Coupable no 5

 

Le philosophe Wittgenstein a écrit : « Si un lion pouvait parler, nous ne le comprendrions pas. » Je dis que grâce à l’écriture, et en particulier l’écriture de fiction, nous pouvons comprendre le lion d’une façon qui transcende les limites de l’imagination.

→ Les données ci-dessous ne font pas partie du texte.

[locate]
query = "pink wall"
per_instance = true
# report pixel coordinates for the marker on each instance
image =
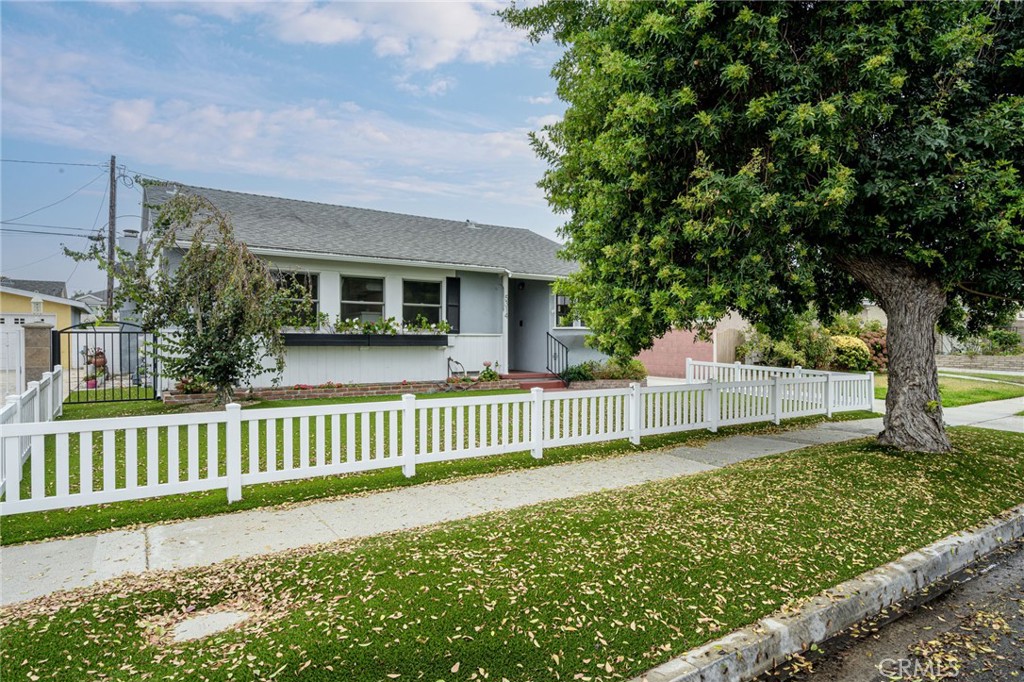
(668, 357)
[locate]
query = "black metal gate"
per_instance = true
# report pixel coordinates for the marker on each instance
(107, 363)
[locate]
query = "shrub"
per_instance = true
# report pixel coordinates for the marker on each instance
(877, 346)
(805, 343)
(488, 373)
(615, 369)
(584, 372)
(1001, 342)
(847, 325)
(851, 353)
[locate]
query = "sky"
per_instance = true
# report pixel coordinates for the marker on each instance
(420, 108)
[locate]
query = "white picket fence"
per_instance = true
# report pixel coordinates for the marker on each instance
(87, 462)
(41, 401)
(11, 359)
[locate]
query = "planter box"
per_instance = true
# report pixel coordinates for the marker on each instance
(296, 339)
(300, 392)
(604, 383)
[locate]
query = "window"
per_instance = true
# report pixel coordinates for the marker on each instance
(363, 299)
(308, 282)
(563, 312)
(421, 298)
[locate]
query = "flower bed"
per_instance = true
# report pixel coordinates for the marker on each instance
(301, 391)
(603, 383)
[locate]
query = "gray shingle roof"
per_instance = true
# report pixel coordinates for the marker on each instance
(288, 224)
(44, 287)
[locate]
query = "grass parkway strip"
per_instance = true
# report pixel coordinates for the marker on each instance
(56, 523)
(596, 588)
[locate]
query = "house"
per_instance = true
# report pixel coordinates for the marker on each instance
(26, 301)
(493, 285)
(31, 301)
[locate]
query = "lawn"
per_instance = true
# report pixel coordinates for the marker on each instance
(595, 588)
(55, 523)
(956, 392)
(1007, 378)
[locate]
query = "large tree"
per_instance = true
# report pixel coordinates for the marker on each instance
(218, 307)
(769, 158)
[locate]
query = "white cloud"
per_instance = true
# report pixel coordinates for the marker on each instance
(541, 121)
(436, 86)
(422, 35)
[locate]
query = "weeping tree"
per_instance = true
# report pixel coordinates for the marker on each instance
(773, 158)
(221, 306)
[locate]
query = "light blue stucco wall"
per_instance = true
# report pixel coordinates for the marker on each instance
(481, 303)
(529, 321)
(573, 340)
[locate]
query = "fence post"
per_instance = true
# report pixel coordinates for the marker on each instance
(776, 399)
(57, 390)
(409, 434)
(828, 395)
(233, 441)
(34, 408)
(46, 397)
(12, 458)
(636, 414)
(715, 405)
(537, 422)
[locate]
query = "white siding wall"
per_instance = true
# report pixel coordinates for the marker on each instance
(482, 308)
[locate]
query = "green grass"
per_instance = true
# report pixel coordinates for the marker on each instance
(1007, 378)
(62, 522)
(599, 587)
(956, 392)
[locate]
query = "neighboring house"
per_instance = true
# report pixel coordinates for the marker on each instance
(668, 356)
(95, 300)
(29, 301)
(25, 301)
(491, 284)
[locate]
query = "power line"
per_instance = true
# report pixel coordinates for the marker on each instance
(22, 267)
(81, 229)
(36, 224)
(38, 231)
(52, 163)
(58, 201)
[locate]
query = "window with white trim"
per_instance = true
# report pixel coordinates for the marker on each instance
(421, 298)
(363, 298)
(563, 313)
(308, 282)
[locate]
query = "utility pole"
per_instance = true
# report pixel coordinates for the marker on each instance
(111, 236)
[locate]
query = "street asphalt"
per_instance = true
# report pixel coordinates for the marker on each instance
(39, 568)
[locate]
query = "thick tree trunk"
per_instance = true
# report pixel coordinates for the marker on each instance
(912, 304)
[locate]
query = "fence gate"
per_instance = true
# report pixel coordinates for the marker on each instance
(109, 363)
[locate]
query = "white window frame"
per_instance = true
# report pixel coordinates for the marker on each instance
(440, 305)
(341, 293)
(313, 273)
(577, 324)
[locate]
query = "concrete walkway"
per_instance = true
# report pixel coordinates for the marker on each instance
(40, 568)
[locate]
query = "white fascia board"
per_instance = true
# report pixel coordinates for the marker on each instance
(315, 255)
(46, 297)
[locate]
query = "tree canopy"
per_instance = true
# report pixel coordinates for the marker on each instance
(218, 307)
(775, 156)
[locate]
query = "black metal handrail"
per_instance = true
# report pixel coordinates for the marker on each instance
(558, 355)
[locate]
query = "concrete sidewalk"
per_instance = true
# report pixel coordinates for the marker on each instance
(36, 569)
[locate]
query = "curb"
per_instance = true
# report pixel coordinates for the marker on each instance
(750, 651)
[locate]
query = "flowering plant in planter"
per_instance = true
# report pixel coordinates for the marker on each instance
(488, 373)
(422, 326)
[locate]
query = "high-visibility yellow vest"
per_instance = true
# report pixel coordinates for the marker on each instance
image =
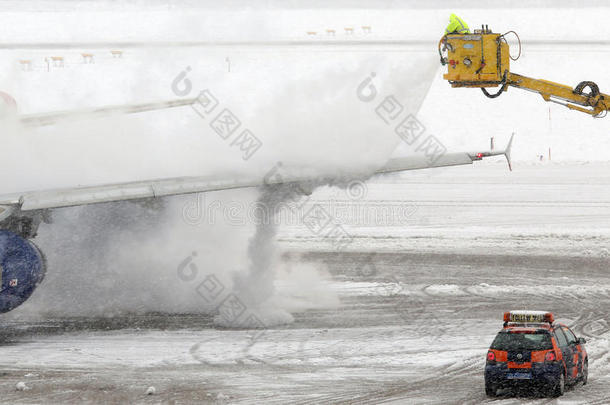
(456, 24)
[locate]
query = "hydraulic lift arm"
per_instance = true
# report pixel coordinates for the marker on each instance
(482, 60)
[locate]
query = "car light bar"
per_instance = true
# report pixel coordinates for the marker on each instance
(528, 317)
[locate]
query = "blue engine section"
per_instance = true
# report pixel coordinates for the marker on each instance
(22, 268)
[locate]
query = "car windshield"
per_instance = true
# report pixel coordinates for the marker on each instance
(512, 341)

Le lion, bien entendu, est sous ma plume une métaphore de l’« autre », de l’étranger. Beaucoup trop d’écrivains se cantonnent à leur petite sphère d’expérience bien confortable. Bien qu’ils décrivent ladite sphère d’une façon détaillée qui se révèle parfois fascinante, nous finissons par nous lasser de leur œuvre car ils ne progressent jamais en tant qu’écrivains. Considérez John Updike. On le qualifie souvent de grande voix américaine, et peut-être est-ce vrai, mais c’est là une voix bien monotone qui a fini par perdre tout intérêt. Son dernier roman dissèque une fois de plus les névroses d’un écrivain new-yorkais d’un certain âge, qui vitupère contre les librairies à succursales multiples et traite de tous les noms les jeunes écrivains qui vendent plus que lui. Updike ne semble pas avoir envie de comprendre le lion.

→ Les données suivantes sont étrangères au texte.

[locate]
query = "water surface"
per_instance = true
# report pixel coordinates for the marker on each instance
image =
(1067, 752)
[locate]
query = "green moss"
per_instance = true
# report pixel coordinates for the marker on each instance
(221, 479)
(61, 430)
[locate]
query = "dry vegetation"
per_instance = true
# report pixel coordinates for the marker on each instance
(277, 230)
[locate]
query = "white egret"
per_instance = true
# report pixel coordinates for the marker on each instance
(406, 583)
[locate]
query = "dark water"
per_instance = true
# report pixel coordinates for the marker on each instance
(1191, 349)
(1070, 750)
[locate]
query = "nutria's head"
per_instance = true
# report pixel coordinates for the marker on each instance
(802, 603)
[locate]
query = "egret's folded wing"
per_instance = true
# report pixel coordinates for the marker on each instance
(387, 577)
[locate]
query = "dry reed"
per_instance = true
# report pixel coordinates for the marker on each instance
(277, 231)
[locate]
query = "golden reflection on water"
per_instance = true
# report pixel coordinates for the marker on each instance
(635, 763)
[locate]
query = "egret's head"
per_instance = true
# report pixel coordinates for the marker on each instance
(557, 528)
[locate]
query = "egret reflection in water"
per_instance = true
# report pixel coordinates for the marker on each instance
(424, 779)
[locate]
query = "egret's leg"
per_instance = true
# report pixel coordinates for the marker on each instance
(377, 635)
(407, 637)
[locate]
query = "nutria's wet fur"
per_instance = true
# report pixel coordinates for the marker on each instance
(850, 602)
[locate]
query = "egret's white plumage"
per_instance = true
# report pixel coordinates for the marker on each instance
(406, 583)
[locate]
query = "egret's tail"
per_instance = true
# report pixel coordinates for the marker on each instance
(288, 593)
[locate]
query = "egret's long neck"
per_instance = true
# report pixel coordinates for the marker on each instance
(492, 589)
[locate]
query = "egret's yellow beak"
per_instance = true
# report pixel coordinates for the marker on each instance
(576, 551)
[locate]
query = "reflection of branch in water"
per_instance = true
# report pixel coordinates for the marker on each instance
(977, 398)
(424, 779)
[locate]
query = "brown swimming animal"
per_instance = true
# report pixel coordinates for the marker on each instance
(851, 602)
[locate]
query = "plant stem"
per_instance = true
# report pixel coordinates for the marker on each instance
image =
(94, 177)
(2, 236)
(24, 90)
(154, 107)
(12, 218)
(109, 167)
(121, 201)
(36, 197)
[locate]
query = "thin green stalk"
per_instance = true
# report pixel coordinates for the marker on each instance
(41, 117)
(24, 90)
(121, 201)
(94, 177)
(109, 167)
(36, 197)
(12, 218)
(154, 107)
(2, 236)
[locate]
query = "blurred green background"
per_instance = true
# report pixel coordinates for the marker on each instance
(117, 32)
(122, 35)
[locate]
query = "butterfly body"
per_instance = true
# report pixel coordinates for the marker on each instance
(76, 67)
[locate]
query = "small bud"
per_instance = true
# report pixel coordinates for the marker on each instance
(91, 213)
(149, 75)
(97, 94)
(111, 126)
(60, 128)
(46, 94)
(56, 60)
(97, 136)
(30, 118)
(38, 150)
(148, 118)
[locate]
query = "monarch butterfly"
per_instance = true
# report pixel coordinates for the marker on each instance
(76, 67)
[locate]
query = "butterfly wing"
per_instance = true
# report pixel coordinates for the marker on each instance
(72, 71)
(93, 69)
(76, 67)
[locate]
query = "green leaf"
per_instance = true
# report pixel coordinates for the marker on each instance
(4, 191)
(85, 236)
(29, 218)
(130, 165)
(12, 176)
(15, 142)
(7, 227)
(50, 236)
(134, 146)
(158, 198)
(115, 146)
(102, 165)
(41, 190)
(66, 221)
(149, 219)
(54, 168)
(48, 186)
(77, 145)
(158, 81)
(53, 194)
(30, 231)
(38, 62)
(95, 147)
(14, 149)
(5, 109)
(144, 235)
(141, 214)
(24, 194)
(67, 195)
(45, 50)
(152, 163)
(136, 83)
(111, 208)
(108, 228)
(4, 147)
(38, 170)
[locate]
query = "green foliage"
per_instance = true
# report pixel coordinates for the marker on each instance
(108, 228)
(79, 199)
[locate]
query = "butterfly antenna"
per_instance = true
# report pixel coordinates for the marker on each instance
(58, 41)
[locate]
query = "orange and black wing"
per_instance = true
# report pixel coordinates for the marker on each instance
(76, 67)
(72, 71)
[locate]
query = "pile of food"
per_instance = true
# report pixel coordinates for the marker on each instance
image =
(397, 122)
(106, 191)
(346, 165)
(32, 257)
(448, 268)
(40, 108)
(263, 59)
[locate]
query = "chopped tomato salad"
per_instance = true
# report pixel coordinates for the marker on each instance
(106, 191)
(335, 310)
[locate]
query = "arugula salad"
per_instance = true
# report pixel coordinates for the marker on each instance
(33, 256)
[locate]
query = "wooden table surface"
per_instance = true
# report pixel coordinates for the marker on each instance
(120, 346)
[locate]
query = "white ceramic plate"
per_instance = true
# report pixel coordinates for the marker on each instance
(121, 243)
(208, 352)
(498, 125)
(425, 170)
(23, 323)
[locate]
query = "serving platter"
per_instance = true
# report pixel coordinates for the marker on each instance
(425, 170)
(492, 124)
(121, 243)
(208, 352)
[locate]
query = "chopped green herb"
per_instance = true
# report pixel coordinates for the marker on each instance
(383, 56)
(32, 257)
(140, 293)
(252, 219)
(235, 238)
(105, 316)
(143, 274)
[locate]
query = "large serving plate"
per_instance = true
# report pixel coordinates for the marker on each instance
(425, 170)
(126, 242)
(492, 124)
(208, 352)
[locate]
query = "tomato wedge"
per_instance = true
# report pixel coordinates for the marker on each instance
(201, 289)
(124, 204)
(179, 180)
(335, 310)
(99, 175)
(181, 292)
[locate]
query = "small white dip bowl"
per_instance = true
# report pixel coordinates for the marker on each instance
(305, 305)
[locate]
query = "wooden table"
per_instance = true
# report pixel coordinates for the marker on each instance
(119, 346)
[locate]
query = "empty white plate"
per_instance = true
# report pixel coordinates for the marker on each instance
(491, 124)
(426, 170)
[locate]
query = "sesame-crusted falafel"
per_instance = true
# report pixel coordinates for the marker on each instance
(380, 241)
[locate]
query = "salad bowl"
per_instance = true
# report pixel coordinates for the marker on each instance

Comparez Updike avec un autre écrivain new-yorkais, Peter Straub. Les premiers romans de Straub, parmi lesquels Ghost Story, ont été publiés sous l’étiquette « horreur ». Ghost Story, en particulier, a connu un succès démesuré. Il aurait été facile pour Straub de rester sagement dans la catégorie « horreur », où il suffit d’un best-seller pour se voir garantir plusieurs années de succès et de notoriété. Au lieu de quoi, il a suivi ses obsessions et produit des romans policiers complexes, des thrillers érotiques et des sagas familiales – réunissant parfois ces trois genres dans un seul livre. Il a situé ses histoires dans maints lieux fort différents, il a décrit toutes sortes de personnages venant de tous les horizons de la vie. Sa voix, toujours pleine d’autorité, est devenue aussi mûre, aussi agréable, que la tonalité d’un vieil instrument de musique de qualité. C’est peut-être pour cela que Straub a connu bien plus de réussite que la plupart des écrivains d’horreur de sa génération, qui sont restés prisonniers des contraintes de ce genre.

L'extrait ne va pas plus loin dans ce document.